Меч лежал в ножнах, а рядом — ствол дробовика — бесполезного теперь, если от него вообще был хоть какой-то толк. Патронов осталось совсем немного, и они насквозь отсырели. Он погладил резной деревянный приклад. Его имя на медной дощечке и год — 1899. Чудесное оружие. И таскал он его с собой теперь только из сентиментальности — ну и, конечно, играл роль престиж, который в глазах племен придавало обладание железным стволом. Лишняя нагрузка. И начинает ржаветь. Он со скрежетом извлек меч из ножен. Тяжелый и холодный. И различил пятнышко ржавчины на лезвии под рукояткой. Хмурясь, он соскреб его ногтем. Лезвие затупилось. Они рубили мечом дрова — непростительная вещь. Мечу нужна была настоящая работа. Теперь он узнал разницу между ударом острым лезвием и тупым, искусство размаха. Его умение пользоваться мечом — железным лезвием — одно оно сохраняло им жизнь. Свинцовая дробь годилась только для охоты.
«Я много чему научился в последнее время, — подумалось ему. — Могу лечить лошадь и освежевать кролика. Могу дубить кожу и зашивать раны. Могу убивать людей. А совсем недавно я был школьником, пискуном, мечтателем».
Он покачал головой, прикидывая, какую часть своей жизни утратил в лесах, среди холмов этой дикой глуши. Он, конечно, вернет ее себе, уйдет отсюда в то же самое утро, в какое пришел, — но останется ли он тем, каким был? Войдет ли в кухню дюжим дикарем, бородатым, покрытым шрамами или снова станет мальчиком? Будет ли ему возвращено его детство?

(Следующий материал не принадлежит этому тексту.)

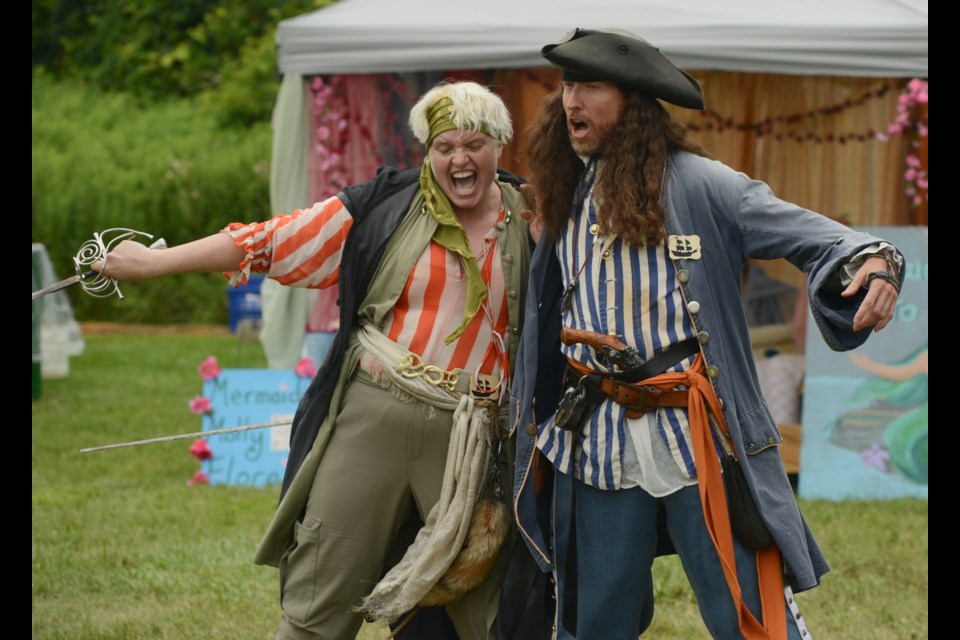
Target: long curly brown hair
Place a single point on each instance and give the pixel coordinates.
(633, 160)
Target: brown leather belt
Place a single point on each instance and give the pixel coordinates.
(637, 399)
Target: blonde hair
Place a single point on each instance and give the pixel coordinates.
(475, 108)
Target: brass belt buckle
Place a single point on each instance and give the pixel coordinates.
(484, 385)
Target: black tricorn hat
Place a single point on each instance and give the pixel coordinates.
(626, 59)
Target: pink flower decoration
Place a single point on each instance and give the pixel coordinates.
(209, 369)
(201, 450)
(199, 478)
(201, 405)
(305, 368)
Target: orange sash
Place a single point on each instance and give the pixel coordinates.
(769, 565)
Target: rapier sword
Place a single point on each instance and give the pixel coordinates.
(93, 282)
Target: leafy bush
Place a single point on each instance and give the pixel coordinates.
(101, 161)
(153, 48)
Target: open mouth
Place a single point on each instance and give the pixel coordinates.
(464, 181)
(578, 128)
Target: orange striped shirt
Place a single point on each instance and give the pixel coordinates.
(303, 249)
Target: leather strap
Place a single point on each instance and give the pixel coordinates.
(641, 400)
(637, 400)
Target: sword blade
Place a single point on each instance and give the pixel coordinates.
(182, 436)
(63, 284)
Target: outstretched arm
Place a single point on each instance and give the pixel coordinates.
(131, 261)
(878, 306)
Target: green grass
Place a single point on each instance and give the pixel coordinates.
(123, 548)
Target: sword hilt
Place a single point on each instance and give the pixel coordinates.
(96, 249)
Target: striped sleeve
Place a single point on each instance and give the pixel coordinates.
(300, 249)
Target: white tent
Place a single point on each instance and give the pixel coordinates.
(809, 37)
(866, 38)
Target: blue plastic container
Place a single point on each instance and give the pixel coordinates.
(243, 303)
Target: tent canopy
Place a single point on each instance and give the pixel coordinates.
(885, 38)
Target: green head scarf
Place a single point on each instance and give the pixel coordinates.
(450, 234)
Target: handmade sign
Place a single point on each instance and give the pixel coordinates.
(235, 397)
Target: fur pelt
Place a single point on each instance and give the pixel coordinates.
(489, 524)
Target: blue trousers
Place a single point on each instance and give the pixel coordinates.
(616, 540)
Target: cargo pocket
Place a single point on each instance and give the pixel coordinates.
(298, 571)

Его пальцы заскребли подбородок под седой бородой, и он тяжело побрел к краю света от костра. Годы наваливались на него с каждой милей, на которую они углублялись в этот край, годы придавили его плечи за несколько месяцев. И Котт тоже постарела. Она уже не была девочкой, которую он повстречал в лесу. И виноват только он. Он один. Меркади ведь предупредил его в тот вечер в Провале.

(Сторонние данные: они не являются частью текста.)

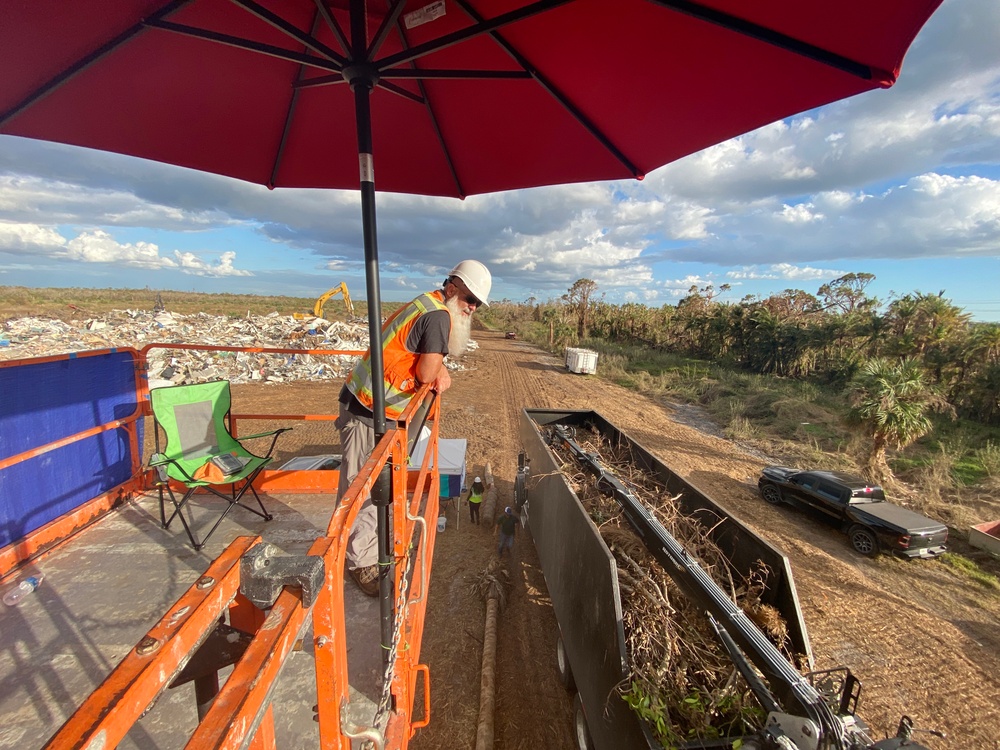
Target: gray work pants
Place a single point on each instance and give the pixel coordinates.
(357, 441)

Он собирал хворост, а его мысли блуждали далеко. Он вспоминал ферму деда, ласточек в конюшне, огонь в очаге. Кружки чая, яичницу с грудинкой. Чистые простыни… Матерь Божья — сухая теплая кровать, и ночь за окном.
Он широко зевнул, так что затрещали кости лица. Этой охапки хвороста хватит часа на два. Котт потом наберет еще. Его тянуло к огню. И к ней. Несмотря на свинцовую усталость, мысль о ее коже под его ладонями звала и манила. Последний раз, когда они занимались любовью, оба уснули, не кончив, и утром проснулись все еще соединенные воедино, как сиамские близнецы.

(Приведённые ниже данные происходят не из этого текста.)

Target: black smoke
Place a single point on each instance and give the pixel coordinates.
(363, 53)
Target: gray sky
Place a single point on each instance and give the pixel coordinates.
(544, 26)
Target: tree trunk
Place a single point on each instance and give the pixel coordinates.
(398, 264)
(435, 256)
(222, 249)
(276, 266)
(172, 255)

Нет! Слишком опасно. Для любви нет времени, когда по твоему следу идут звери.
Она, как он и ждал, уже крепко спала, прижав кулак к горлу. Он сложил хворост и укрыл ее, а меч тыкался ему в ребра. Первая стража. И почти наверное, он будет нести и предрассветную, самую темную. Такая длинная ночь! Но, как сказала Котт, погоне сейчас приходится нелегко. Пожалуй, можно надеяться на несколько спокойных часов.
Проклятая рана опять ноет. Еще день, и он снова ее вскроет и очистит в несчетный раз. Глубокая, воспаленная, в большой мышце бедра. Остальные более мелкие проколы по сторонам уже зажили. Не остался ли в ней обломок звериного клыка? Даже мысль об этом была невыносима: Он сердито нажал на рану кулаком, мысленно прогоняя тупую боль и жжение. Дневная скачка тоже не пошла ей на пользу.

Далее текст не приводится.